"Then you do think it's possible that he might have rigged those cylinders to go off when somebody opened them."
"Let me put it like this — it's technically feasible. They could have rigged them just like a bomb. Once the seal is broken, it's too late. The thing that makes me think there may be something to your theory is the similarity between what we've got here in Deechapal, what we saw on the deck of the Bay Foreman and the way Big Doobacque looks after all these years."
"Glad to hear you testify." I tried to force a grin without much success.

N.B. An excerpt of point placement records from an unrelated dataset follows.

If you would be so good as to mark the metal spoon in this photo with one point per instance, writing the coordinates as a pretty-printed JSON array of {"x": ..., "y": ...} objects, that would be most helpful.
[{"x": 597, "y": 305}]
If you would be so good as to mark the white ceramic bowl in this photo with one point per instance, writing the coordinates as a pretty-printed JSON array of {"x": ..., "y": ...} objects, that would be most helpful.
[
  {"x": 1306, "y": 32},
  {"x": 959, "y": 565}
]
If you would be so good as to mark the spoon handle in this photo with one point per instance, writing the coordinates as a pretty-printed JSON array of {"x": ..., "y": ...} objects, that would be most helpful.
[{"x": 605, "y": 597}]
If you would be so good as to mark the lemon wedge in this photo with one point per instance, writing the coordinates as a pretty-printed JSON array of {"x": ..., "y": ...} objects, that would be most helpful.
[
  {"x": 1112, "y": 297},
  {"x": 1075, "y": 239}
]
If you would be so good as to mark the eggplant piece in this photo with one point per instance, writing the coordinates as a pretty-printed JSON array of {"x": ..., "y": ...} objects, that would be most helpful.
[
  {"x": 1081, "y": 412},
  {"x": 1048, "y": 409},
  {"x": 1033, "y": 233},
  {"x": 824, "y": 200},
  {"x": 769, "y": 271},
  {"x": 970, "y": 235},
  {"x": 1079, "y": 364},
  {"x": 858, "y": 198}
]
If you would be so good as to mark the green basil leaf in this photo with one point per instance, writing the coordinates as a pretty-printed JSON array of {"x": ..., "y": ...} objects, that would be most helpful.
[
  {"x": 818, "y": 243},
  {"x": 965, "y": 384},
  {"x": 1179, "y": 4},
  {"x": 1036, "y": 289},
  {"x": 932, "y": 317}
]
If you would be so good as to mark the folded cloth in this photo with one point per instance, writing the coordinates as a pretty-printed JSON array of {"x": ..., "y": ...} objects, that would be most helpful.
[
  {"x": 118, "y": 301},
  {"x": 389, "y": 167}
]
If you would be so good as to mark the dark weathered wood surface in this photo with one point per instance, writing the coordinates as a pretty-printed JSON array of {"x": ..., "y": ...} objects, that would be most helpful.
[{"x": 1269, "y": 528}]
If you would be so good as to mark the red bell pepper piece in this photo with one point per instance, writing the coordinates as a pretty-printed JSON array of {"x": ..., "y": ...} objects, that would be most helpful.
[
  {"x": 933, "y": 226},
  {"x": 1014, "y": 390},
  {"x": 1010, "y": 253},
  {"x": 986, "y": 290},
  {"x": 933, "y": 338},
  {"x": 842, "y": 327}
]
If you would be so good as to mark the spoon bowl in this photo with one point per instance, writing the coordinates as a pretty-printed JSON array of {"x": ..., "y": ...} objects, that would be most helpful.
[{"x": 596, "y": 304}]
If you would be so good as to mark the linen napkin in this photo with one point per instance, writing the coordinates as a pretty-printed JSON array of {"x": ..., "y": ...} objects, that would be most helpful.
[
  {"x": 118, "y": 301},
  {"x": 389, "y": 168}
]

"Assuming Father Govan's notes from his conversations with Froelling are accurate, Froelling said his men were frozen in grotesque shapes, that they had clawed out their own throats. All you have to do is look around. Half of the bodies here are in the same condition. Froelling said the crew of the Garl was threatening to bring the cylinders up on deck and open them. Add to that what you told me about Big Doobacque being a virtual paradise when your friend Coop first came here. We saw the cylinder on the Bay Foreman we know they retrieved one — and Queet took the picture of the one lying open on the beach here. They all appear to be similar to the two we retrieved. It boils down to two questions. What is in the two cylinders Marshal has, and what about the one that's still down there near the fantail of the Garl?"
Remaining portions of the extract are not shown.